The most apparent burden of this condition is the effect the flesh streamers have on the subject’s voice and speech quality. The strain the weight of the flesh streamers puts on the throat causes the epiglottis to take on a conical shape. That, coupled with the wheezing characteristics inherent in the streamers (of any kind, not only the flesh variety), causes the voice to take on a quality not unlike that of a New Year’s Eve party horn. Although, the tonality varies among patients. My flesh streamer affected voice, for example, because of its jaunty tenor range, and the unique concaving structure of the combination of the inside of my cheeks and my palate, sounds more like the muted trumpet heard in Cab Calloway’s Blues Brothers version of Minnie the Moocher. It’s gotten to the point where people can barely understand what I’m saying, mostly due to the “wah” distortion caused by the muting influence. To offset this muting “wah”, I added another level of muting, manually, using the toilet plunger from my bathroom, in a “wah” pattern inverse to the natural one caused by my cheeks/palate/streamer configuration. This has worked famously, but the rash that soon developed around my lips demonstrated that I should have used a new plunger. It’s not easy living like this, but I survive, especially with the help of friends who have pitched in and bought me a leather plunger holster hand made by a blind, retired plumber named Yasni.

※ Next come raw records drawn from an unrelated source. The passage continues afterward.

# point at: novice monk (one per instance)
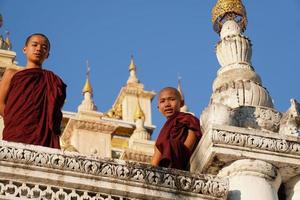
(179, 135)
(31, 98)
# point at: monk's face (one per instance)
(36, 50)
(169, 102)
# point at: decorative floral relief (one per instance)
(130, 171)
(254, 141)
(13, 189)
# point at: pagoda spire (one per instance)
(4, 44)
(139, 114)
(87, 86)
(184, 108)
(132, 72)
(140, 131)
(87, 103)
(226, 10)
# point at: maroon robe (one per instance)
(170, 141)
(32, 113)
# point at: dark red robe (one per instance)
(32, 113)
(170, 141)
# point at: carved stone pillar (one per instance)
(252, 179)
(1, 127)
(292, 188)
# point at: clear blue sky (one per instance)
(166, 37)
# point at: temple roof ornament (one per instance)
(87, 86)
(225, 10)
(132, 70)
(1, 20)
(139, 114)
(4, 44)
(88, 103)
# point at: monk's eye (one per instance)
(45, 48)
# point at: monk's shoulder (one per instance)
(9, 73)
(188, 116)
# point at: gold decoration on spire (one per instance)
(225, 10)
(1, 20)
(87, 86)
(179, 88)
(7, 41)
(132, 65)
(139, 114)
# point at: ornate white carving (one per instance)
(258, 118)
(234, 49)
(255, 142)
(230, 27)
(140, 132)
(87, 103)
(25, 190)
(116, 169)
(250, 167)
(290, 122)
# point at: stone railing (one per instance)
(34, 172)
(222, 145)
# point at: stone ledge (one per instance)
(67, 171)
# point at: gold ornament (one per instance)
(225, 10)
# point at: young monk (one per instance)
(31, 98)
(179, 135)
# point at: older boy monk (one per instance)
(31, 98)
(179, 135)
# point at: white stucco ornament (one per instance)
(230, 28)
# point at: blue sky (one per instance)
(167, 38)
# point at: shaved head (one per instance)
(177, 93)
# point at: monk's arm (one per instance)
(4, 86)
(156, 157)
(190, 140)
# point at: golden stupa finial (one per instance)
(1, 20)
(225, 10)
(179, 87)
(132, 65)
(87, 86)
(139, 114)
(7, 41)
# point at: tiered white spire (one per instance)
(132, 72)
(237, 84)
(140, 132)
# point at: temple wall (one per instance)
(34, 172)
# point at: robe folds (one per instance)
(170, 141)
(32, 113)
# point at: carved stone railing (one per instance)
(34, 172)
(222, 145)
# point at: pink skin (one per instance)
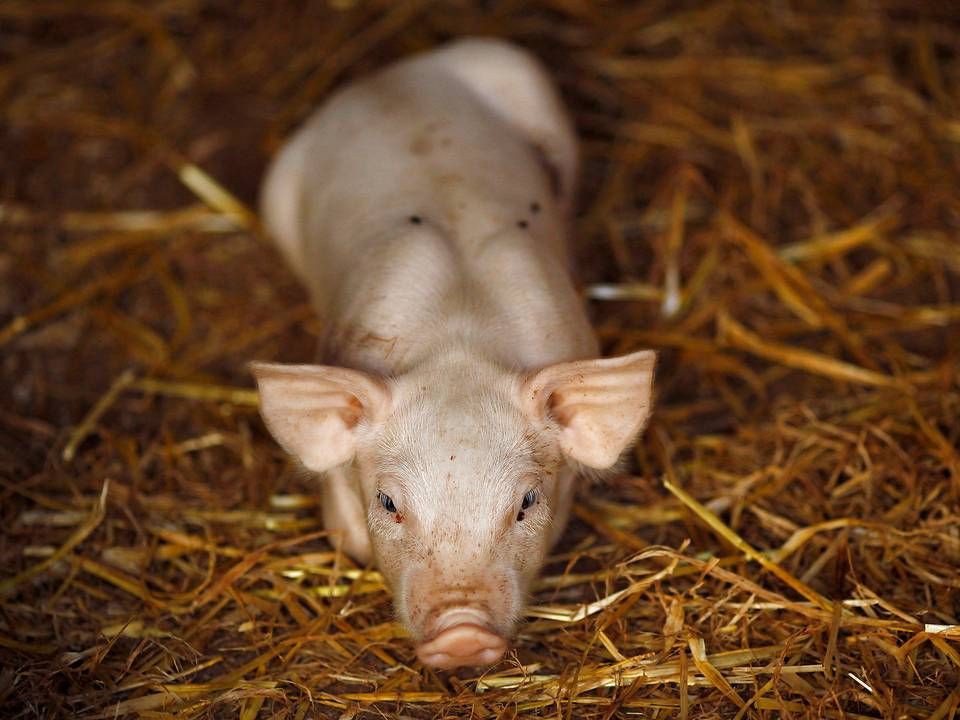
(426, 208)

As nurturing as the plunger has been toward my handicapableness, I don’t want to live this way for the rest of my life. Hence, the need for surgery. Since this is such an unbelievably rare condition, no standard medical procedures exist to relieve those in my state. So I must resort to experimental operations conceived by medical school dropouts, who write varnish awareness manifestos and carve tongue depressors out of salt licks, and live in back rooms of frappe’ houses. I met one of these unwanted healers at a crowded dry dock, and she enthralled me with tales of her method of de-tentacling squid. She assured me the same technique would work to rid me of my fleshy streamers. But, she did warn me that most of the squid she worked on had died, and then asked me if I was afraid of death. I replied, “Sort of.” To which she acquiesced, “Alright, you’re in!”

I am currently waiting for her to fit me into her schedule.

I’ll let you know how it goes.

2 comments:

Anonymous said...

I hope you'll be all right.

Anonymous said...

Maybe Mrs. F'er can pull some strings, no pun intended.